Defence Industry Minister Pat Conroy will on Monday announce a $1.7bn investment in new, hi-tech missiles to expand the strike power of the Australian Defence Force.

The purchase comes off the back of the recommendations made in the defence strategic review to urgently beef-up the ADF’s medium-range advanced and high-speed missile defence capabilities.

Mr Conroy said the purchase of the weapons would boost the ADF’s capability quickly but emphasised the government was looking at options to manufacture missiles locally.

“As we enter what many are calling the missile age, these will be vital tools for the ADF to do its job of defending Australians,” he said.

The Tomahawk Land Attack Missiles are long-range guided missiles and have a range of up to 1500km.

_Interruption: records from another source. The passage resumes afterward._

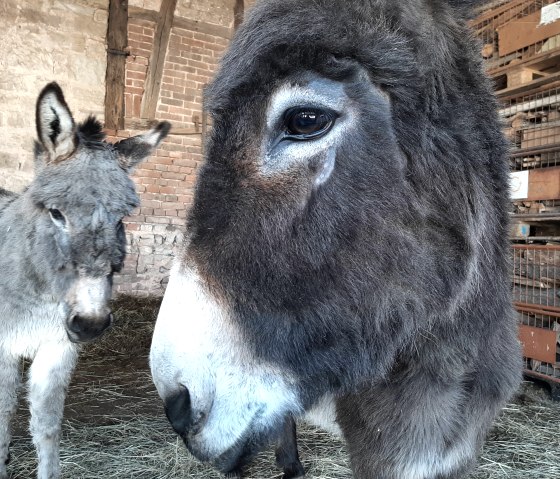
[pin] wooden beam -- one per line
(157, 59)
(139, 13)
(238, 12)
(117, 43)
(202, 27)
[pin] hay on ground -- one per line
(114, 425)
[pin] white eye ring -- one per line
(308, 122)
(58, 217)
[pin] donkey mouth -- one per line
(84, 330)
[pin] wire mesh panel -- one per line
(515, 31)
(532, 124)
(536, 291)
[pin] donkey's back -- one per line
(60, 243)
(6, 197)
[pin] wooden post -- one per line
(238, 12)
(157, 59)
(117, 42)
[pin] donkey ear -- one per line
(55, 126)
(134, 150)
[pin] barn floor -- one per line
(114, 425)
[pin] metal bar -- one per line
(544, 377)
(535, 238)
(537, 309)
(534, 247)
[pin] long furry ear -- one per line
(55, 125)
(134, 150)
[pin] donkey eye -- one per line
(56, 215)
(306, 123)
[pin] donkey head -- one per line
(81, 194)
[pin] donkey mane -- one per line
(90, 132)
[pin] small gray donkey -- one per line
(60, 243)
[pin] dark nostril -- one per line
(109, 320)
(178, 411)
(75, 324)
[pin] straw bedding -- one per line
(114, 425)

The US State Department approved the sale of $1.3bn worth (or 220) of Tomahawks back in March, saying at the time it was “vital” to the national interest to assist Australia “developing and maintaining a strong and ready self-defence capability.”

The guided weapons would initially be fitted to the Hobart-class destroyers.

But they could later be installed on the Virginia-class nuclear-powered submarines Australia plans to purchase from the US, and then build itself, over the next decade.

Australia will be just the third defence force to acquire the weapons after the US and the UK.

Defence Minister Richard Marles said it was important Australia was able to defend itself in an increasingly tumultuous global landscape.

“We are investing in the capabilities our Defence Force needs to hold our adversaries at risk further from our shores and keep Australians safe in the complex and uncertain world in which we live today,” he said.

The government will also announce on Monday the $431m purchase of more than 60 Advanced Anti-Radiation Guided Missiles – Extended Range (AARGM-ER) from the US.

The AARGM-ER uses sophisticated technologies to identify, locate and engage land-based targets and will be operated on the Royal Australian Air Force’s Growler and Super Hornet aircraft.

More than $50m will also be invested to equip the Australian Army’s boxer combat reconnaissance vehicles with Spike Long-Range 2 antitank guided missiles, to provide soldiers with the capability to engage with enemy armour at a range of more than five kilometres.

The investment will come from existing defence funding.

Mr Marles said the war in Ukraine had highlighted the importance of having “not just war stocks, but a domestic missile manufacturing industry”.

The contract to procure the AARGM-ER has been awarded to Varley Rafael Australia, with Varley Group to also present options to the government for domestic manufacturing of the missiles.